Step One: Getting the Science Right
The National Research Council (NRC), the staff arm of the National Academy of Sciences, began by developing the Framework for K–12 Science Education. The Framework was a critical first step because it is grounded in the most current research on science and science learning and identified the science all K–12 students should know. To undertake this effort, the NRC convened a committee of 18 individuals who are nationally and internationally known in their respective fields. The committee was composed of practicing scientists, including two Nobel laureates, cognitive scientists, science education researchers, and science education standards and policy experts. In addition, the NRC used four design teams to develop the Framework. These design teams, in physical science, life science, earth/space science, and engineering, developed the framework for their respective disciplinary area. A public draft was released in July of 2010. The NRC reviewed comments and considered all feedback prior to releasing the final Framework on July 19, 2011. Read more about the Framework online here.

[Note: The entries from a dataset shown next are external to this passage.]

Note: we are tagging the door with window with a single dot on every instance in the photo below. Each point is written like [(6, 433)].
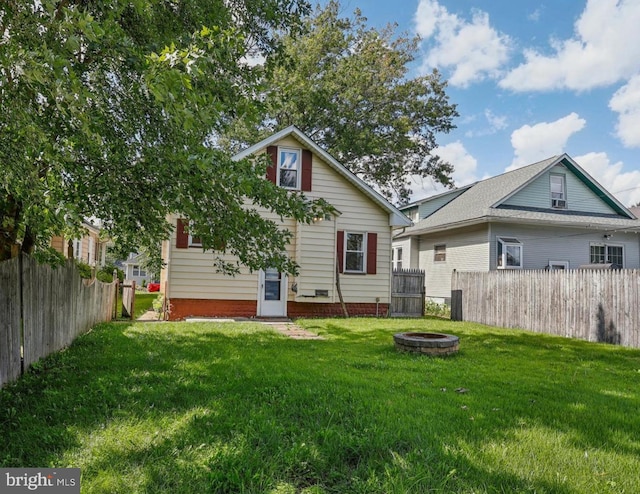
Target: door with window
[(272, 293)]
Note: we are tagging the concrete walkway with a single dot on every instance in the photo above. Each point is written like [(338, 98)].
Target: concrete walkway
[(282, 326)]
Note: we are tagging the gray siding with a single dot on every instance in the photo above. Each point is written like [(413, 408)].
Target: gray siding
[(542, 245), (579, 196)]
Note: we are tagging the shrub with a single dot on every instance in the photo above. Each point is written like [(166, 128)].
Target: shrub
[(85, 270)]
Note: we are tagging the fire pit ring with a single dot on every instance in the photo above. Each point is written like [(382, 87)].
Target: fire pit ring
[(426, 343)]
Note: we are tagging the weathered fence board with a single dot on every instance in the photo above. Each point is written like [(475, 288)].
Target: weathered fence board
[(9, 321), (44, 310), (407, 293), (594, 305)]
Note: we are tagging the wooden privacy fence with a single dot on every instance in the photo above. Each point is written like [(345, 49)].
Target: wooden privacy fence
[(594, 305), (43, 309), (407, 293)]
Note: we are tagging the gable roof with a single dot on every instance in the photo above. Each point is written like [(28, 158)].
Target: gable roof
[(483, 202), (396, 218)]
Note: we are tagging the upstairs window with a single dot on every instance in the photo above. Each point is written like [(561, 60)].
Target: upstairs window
[(509, 253), (289, 164), (396, 258), (558, 192)]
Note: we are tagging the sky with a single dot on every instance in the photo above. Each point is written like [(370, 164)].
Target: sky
[(531, 79)]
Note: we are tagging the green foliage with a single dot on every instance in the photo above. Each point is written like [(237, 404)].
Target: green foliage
[(432, 308), (86, 272), (109, 109), (205, 407), (347, 86)]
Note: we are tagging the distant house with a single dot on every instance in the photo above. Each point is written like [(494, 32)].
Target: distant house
[(356, 241), (90, 248), (548, 215)]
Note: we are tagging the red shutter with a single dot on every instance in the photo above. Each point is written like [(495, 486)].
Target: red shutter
[(372, 252), (182, 237), (340, 251), (272, 151), (306, 170)]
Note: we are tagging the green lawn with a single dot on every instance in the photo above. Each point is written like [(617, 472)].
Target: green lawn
[(205, 407)]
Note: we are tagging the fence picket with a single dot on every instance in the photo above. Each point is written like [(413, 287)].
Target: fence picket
[(54, 305), (595, 305)]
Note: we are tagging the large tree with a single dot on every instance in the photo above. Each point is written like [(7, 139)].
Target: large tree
[(111, 110), (347, 86)]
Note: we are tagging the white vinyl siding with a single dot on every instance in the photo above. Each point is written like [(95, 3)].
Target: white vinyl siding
[(466, 251), (578, 196), (191, 273)]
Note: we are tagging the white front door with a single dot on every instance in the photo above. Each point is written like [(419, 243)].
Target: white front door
[(272, 293)]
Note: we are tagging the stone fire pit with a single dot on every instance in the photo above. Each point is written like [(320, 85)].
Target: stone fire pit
[(426, 343)]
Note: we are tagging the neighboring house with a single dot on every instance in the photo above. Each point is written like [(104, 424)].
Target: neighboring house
[(357, 238), (548, 215), (134, 269), (90, 249)]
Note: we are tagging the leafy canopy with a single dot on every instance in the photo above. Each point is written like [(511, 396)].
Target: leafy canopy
[(347, 86), (111, 110)]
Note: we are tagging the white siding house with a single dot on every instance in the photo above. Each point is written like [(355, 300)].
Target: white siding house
[(548, 215), (364, 221)]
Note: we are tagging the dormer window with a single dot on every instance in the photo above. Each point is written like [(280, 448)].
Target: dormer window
[(558, 192), (289, 163)]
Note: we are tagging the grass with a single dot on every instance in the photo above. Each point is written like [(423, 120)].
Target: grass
[(144, 302), (205, 407)]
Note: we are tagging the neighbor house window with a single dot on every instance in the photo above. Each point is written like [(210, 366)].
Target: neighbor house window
[(289, 168), (396, 258), (605, 254), (77, 249), (138, 271), (354, 253), (558, 192), (509, 253)]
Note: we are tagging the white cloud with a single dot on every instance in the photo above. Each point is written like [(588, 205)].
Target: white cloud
[(611, 177), (533, 143), (464, 170), (474, 50), (626, 102), (605, 49)]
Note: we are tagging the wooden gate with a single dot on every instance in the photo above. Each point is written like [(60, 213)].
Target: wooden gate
[(407, 293)]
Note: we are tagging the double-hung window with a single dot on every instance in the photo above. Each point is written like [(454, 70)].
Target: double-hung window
[(558, 192), (604, 254), (509, 253), (355, 252), (138, 271), (396, 258), (289, 164)]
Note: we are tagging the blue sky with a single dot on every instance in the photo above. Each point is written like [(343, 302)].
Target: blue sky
[(531, 79)]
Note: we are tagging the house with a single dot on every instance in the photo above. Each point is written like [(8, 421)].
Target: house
[(357, 239), (134, 269), (90, 248), (548, 215)]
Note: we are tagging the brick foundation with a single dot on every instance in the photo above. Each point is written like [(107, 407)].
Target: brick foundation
[(182, 308)]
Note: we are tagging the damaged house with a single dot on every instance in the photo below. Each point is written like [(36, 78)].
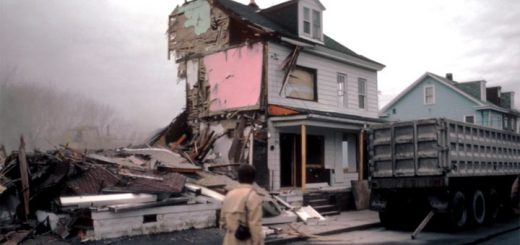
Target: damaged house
[(274, 91)]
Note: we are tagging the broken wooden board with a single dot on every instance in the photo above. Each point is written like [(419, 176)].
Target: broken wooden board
[(92, 181), (146, 221), (309, 215), (123, 162), (165, 183), (180, 167), (285, 217), (205, 191), (159, 154), (104, 200), (136, 206)]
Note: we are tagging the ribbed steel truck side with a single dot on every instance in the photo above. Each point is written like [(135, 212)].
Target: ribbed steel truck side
[(461, 171)]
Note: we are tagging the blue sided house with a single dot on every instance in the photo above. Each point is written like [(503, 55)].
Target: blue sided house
[(435, 96)]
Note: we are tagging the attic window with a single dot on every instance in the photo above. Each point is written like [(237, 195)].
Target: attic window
[(429, 95), (307, 21), (302, 84)]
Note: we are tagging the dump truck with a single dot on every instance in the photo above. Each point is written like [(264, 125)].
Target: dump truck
[(461, 171)]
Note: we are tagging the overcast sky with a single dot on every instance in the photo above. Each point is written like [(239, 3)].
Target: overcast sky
[(114, 51)]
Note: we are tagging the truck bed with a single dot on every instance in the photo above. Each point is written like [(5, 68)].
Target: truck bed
[(442, 148)]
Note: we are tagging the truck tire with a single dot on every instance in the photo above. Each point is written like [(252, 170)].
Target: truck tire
[(477, 207), (457, 211), (515, 195), (492, 206), (387, 219)]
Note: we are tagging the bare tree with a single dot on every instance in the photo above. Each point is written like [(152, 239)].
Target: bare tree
[(45, 114)]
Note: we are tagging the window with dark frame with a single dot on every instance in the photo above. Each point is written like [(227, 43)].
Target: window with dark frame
[(306, 20), (302, 84), (316, 25), (362, 93), (312, 23), (469, 119), (429, 95)]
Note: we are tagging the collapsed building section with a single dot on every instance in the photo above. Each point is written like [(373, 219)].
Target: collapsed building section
[(275, 91)]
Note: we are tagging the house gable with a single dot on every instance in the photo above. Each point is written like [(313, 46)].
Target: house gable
[(447, 102)]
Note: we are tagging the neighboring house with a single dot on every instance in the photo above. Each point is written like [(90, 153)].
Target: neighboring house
[(436, 96), (284, 96)]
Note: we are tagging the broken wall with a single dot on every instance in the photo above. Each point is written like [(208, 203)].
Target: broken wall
[(197, 27), (235, 77)]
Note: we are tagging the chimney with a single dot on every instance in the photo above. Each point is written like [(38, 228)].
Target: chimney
[(449, 76), (253, 5)]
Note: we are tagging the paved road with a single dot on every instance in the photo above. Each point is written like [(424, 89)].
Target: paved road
[(506, 232)]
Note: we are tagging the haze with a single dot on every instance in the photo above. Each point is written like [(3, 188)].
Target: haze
[(114, 52)]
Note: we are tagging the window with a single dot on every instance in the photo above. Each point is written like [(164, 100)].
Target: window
[(342, 90), (429, 95), (306, 20), (316, 25), (362, 93), (302, 84), (311, 23)]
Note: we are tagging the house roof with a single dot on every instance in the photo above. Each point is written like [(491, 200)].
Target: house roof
[(252, 16), (451, 84)]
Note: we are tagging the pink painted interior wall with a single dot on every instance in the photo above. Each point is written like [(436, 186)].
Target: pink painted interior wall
[(235, 77)]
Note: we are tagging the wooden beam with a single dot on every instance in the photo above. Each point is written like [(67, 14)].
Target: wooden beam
[(294, 182), (361, 156), (304, 156)]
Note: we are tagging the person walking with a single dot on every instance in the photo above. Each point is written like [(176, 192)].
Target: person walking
[(241, 213)]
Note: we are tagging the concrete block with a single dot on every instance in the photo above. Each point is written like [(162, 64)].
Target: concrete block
[(153, 220)]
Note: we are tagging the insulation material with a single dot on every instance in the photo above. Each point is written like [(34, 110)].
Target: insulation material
[(197, 15), (235, 77), (197, 27)]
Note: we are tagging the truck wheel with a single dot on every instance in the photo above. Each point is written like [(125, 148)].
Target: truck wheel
[(458, 211), (492, 206), (477, 207)]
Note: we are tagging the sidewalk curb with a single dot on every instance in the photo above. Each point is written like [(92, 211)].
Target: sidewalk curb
[(331, 232)]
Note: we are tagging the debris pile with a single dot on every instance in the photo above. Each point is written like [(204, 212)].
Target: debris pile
[(100, 194)]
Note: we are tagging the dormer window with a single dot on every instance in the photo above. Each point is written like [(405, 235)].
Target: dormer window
[(311, 20), (316, 25)]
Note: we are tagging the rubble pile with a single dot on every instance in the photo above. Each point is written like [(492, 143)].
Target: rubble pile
[(101, 194)]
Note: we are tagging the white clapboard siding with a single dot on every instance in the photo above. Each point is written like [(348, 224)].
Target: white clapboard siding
[(327, 83)]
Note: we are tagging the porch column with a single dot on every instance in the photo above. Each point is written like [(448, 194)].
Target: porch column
[(361, 157), (304, 155)]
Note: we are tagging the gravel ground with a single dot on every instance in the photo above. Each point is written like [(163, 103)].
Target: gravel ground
[(195, 236)]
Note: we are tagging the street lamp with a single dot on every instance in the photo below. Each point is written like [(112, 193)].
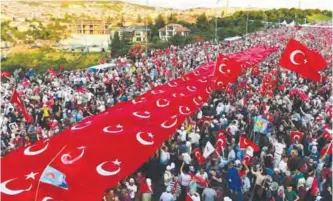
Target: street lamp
[(147, 31), (247, 19)]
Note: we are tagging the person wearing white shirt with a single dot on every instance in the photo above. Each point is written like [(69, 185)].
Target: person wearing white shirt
[(165, 155), (182, 134), (167, 196), (204, 176), (194, 137), (132, 188), (279, 147), (283, 166), (195, 196), (167, 176), (233, 128)]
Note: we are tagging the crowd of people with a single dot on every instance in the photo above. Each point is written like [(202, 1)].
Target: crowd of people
[(283, 169)]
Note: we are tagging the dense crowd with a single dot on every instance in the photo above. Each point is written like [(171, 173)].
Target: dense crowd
[(283, 169)]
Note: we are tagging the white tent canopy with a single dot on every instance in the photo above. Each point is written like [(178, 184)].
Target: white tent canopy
[(232, 38), (102, 66)]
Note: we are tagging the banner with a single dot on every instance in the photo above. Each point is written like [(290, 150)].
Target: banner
[(253, 56), (103, 149)]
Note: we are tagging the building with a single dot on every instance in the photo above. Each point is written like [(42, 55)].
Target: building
[(132, 34), (90, 27), (171, 30)]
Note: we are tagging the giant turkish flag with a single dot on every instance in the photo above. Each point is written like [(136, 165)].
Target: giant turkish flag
[(84, 160), (298, 58)]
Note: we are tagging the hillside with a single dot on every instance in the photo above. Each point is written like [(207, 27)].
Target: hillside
[(111, 10)]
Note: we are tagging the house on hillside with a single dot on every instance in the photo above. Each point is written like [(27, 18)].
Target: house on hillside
[(132, 34), (170, 30)]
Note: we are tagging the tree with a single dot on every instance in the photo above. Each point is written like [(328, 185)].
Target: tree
[(159, 22), (138, 19), (202, 21), (115, 44), (150, 21), (122, 21), (172, 18)]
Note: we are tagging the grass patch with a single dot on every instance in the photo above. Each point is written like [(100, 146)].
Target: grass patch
[(42, 59), (318, 18)]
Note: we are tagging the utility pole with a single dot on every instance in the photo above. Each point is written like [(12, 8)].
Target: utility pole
[(247, 23), (147, 31)]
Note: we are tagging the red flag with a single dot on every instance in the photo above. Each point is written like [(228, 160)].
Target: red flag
[(198, 155), (16, 99), (255, 71), (244, 143), (227, 69), (131, 130), (5, 74), (188, 198), (221, 142), (200, 180), (298, 58), (102, 61), (52, 71), (328, 134), (296, 136), (207, 57), (326, 150), (81, 90), (62, 67), (314, 187)]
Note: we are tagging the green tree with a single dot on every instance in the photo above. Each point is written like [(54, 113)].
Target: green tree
[(159, 22), (150, 21), (202, 21), (138, 19), (172, 18), (115, 44)]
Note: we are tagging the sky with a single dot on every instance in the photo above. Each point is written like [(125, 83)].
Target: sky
[(185, 4)]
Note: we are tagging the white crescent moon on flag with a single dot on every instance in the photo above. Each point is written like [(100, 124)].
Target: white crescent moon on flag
[(79, 127), (191, 88), (293, 54), (162, 105), (197, 155), (155, 92), (220, 140), (28, 152), (104, 172), (141, 100), (187, 112), (66, 161), (195, 101), (142, 141), (203, 80), (220, 68), (118, 130), (144, 115), (47, 198), (165, 125), (177, 94), (172, 85), (208, 90), (4, 189)]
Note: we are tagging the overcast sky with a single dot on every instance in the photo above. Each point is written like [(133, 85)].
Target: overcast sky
[(184, 4)]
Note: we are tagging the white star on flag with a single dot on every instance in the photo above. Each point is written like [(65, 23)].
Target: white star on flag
[(116, 162), (209, 149), (31, 175)]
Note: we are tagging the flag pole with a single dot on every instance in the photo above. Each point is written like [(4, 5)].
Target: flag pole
[(36, 195), (147, 31)]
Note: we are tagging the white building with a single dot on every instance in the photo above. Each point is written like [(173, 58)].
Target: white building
[(171, 30)]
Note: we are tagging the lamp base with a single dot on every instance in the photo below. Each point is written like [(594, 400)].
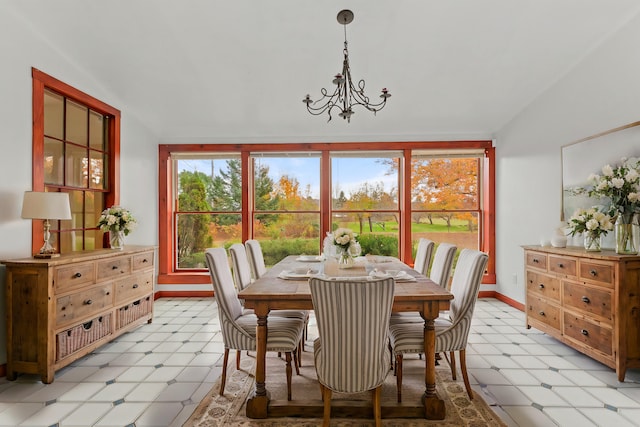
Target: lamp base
[(46, 256)]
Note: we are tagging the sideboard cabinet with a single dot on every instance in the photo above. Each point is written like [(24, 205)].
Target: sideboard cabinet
[(588, 300), (61, 309)]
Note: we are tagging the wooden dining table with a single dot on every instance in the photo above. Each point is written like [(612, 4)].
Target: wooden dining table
[(272, 292)]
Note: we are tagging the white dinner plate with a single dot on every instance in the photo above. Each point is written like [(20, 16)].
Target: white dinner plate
[(309, 258), (292, 275)]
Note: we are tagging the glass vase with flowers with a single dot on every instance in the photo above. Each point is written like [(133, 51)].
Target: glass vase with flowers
[(119, 223), (347, 247), (593, 224), (620, 186)]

Step Two: States Developing Next Generation Science Standards
In a process managed by Achieve, states will lead the development of K–12 science standards, rich in content and practice, arranged in a coherent manner across disciplines and grades to provide all students an internationally-benchmarked science education. The NGSS will be based on the Framework and will prepare students for college and careers. The NGSS will be developed collaboratively with states and other stakeholders in science, science education, higher education and industry. Additional review and guidance will be provided by advisory committees composed of nationally-recognized leaders in science and science education as well as business and industry. As part of the development process, the standards will undergo multiple reviews from many stakeholders including two public drafts, allowing all who have a stake in science education an opportunity to inform the development of the standards. This process will produce a set of high quality, college- and career-ready K–12 Next Generation Science Standards ready for state adoption. The standards will be published in late 2012 or early 2013.